His mother said doctors have told the family that, similar to someone who has had a stroke, the damage to the left side of Marcel’s brain could possibly result in some paralysis of the right side of his body.

There has been damage to his optic nerves and it is a likely he will only see shadows, if he regains his sight at all.

“The doctors said there is 90 per cent chance he won’t see again, but miracles do happen,” Janes said optimistically.

“It’s just a waiting game for him to actually wake up and see what he is capable of doing. We have no idea what that will be.”

Janes thanked the first people who arrived at the scene of the accident for holding her son’s head so that no further physical damage was done to his body. She said there is fortunately no sign of any injury to his neck or spinal cord.

The doctors have not said anything about what to expect in terms of whether Marcel will have any cognitive impairment. All will hinge on his recovery after he regains consciousness.

Janes said her son was an active young man who loved snowboarding and other recreational pursuits.

“Now he’s probably not going to be able to do any of it,” she contemplated. “He has a long road to recovery.”

Eventually, Marcel will require another surgery to either replace the skull bone that has been removed or to put a metal plate in its place, followed by a period of recovery.

Janes was aboard the Marine Atlantic ferry on her way back to Newfoundland when her daughter texted her about the accident a few hours after it had happened.
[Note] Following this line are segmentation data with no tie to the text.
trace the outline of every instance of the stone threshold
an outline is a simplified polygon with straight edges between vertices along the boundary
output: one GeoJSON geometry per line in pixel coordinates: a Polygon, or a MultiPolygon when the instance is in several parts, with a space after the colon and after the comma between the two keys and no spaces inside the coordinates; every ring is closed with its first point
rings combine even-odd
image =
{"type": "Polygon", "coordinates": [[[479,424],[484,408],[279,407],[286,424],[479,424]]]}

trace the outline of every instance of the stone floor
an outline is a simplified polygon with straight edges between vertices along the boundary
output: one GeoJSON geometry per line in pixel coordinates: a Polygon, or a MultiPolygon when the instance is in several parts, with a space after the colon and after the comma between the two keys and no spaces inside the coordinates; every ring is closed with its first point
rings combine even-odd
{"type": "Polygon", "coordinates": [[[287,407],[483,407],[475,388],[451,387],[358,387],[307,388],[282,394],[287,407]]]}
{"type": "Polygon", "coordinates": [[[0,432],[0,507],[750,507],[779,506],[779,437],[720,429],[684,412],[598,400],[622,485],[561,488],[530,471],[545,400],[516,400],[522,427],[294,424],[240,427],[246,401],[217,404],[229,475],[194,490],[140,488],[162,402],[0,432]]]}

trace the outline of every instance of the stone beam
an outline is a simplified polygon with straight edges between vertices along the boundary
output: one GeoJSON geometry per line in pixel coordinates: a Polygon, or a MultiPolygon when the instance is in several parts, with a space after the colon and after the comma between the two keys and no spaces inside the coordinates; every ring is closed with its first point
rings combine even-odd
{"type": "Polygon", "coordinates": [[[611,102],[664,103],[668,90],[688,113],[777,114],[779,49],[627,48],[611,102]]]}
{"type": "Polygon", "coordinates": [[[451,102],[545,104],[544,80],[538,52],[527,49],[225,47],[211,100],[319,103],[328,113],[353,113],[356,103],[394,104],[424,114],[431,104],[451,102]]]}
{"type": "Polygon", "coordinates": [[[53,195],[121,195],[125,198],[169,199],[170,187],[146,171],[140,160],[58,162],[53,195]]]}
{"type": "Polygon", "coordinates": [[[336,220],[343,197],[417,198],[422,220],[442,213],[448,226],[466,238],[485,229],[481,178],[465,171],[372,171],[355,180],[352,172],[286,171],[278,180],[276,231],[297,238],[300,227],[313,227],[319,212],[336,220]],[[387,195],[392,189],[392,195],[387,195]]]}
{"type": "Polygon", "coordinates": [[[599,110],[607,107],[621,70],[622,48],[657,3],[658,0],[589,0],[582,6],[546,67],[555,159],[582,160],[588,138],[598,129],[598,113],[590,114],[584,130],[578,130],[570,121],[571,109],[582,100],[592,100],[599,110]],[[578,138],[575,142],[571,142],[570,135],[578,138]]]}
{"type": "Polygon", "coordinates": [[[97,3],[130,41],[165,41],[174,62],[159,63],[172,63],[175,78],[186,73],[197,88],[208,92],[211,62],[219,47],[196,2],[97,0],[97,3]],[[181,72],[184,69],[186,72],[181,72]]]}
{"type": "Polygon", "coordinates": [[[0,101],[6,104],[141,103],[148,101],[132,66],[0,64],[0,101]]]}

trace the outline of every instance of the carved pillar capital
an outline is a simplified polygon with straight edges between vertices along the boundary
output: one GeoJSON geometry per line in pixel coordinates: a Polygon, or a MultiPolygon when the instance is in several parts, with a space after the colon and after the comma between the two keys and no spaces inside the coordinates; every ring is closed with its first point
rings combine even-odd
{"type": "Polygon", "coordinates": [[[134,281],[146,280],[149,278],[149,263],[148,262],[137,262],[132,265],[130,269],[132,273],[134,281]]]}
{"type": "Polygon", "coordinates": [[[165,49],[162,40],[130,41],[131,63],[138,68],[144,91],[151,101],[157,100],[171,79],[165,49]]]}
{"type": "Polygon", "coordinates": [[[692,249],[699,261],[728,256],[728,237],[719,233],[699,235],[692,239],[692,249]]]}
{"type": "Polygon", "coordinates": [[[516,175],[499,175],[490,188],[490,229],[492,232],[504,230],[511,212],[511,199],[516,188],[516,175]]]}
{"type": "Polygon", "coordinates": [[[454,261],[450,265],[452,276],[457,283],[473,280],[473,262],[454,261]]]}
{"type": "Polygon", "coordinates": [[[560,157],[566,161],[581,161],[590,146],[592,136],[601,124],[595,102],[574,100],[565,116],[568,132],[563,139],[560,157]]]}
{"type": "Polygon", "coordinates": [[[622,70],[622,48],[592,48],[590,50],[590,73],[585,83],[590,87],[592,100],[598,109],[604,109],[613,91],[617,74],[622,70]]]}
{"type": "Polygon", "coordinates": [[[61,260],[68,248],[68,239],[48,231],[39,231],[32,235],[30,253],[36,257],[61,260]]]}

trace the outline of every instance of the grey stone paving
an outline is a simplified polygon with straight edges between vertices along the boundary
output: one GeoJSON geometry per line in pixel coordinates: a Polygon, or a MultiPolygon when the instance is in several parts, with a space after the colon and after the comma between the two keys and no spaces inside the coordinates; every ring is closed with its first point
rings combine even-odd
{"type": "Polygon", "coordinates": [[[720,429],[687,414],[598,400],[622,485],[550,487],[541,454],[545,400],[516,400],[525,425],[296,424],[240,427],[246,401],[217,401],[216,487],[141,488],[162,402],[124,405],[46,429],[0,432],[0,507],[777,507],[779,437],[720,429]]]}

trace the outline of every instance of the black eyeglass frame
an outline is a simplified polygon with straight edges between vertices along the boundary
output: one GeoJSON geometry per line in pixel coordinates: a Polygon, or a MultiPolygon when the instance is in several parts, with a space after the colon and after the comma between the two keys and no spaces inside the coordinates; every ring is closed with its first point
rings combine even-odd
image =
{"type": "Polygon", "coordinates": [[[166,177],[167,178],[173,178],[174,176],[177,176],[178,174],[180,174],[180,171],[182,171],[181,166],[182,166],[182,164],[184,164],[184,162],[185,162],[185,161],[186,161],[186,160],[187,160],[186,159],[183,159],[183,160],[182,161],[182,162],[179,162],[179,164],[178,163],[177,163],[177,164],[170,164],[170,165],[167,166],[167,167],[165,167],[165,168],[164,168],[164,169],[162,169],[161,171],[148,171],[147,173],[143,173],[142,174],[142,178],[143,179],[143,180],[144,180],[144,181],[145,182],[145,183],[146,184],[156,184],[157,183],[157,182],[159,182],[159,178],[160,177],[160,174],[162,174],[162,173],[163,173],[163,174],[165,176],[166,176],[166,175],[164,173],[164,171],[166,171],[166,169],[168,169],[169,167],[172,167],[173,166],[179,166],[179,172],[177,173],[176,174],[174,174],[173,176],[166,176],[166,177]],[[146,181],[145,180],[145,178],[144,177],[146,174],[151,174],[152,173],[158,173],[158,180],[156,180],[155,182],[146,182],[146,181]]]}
“I was in the middle of the ocean, panicking and not knowing what to do,” she recalled. “It was a very hard situation to deal with.”

She arrived in Corner Brook the morning after and was on a plane that Friday afternoon, en route to be with her son. She spent the next 2 1/2 weeks with him at the hospital.

She returned to Corner Brook recently and will be going back to St. John’s next week. Her mother has been with Marcel in the meantime.

Since being out of the medically induced coma, Janes said Marcel has shown signs of agitation, during which there is some movement on his right side.

Even the smallest of movements on that side of his body give the family some hope the worst-case scenario might not play out for him.

“We’re holding up pretty good,” said Janes. “When we find out some information — if he moved his right hand or his finger a little bit — that’s a little movement and we get excited at hearing that.”

The family has received a lot of support from friends and even people they don’t know. In addition to neighbourhood fundraisers held in the Corner Brook area since the accident, a woman in Alberta donated money to help offset the family’s cost of travelling to and from St. John’s.

“She is a friend’s aunt and I have never met her,” said Janes. “She just said we needed this kind of support at this time.”

For now, Janes is preparing to spend Christmas with her son at the hospital in St. John’s.

“Our Christmas gift will be that he can open his eyes and see things,” she said. “Other than that, we will deal with it day by day.”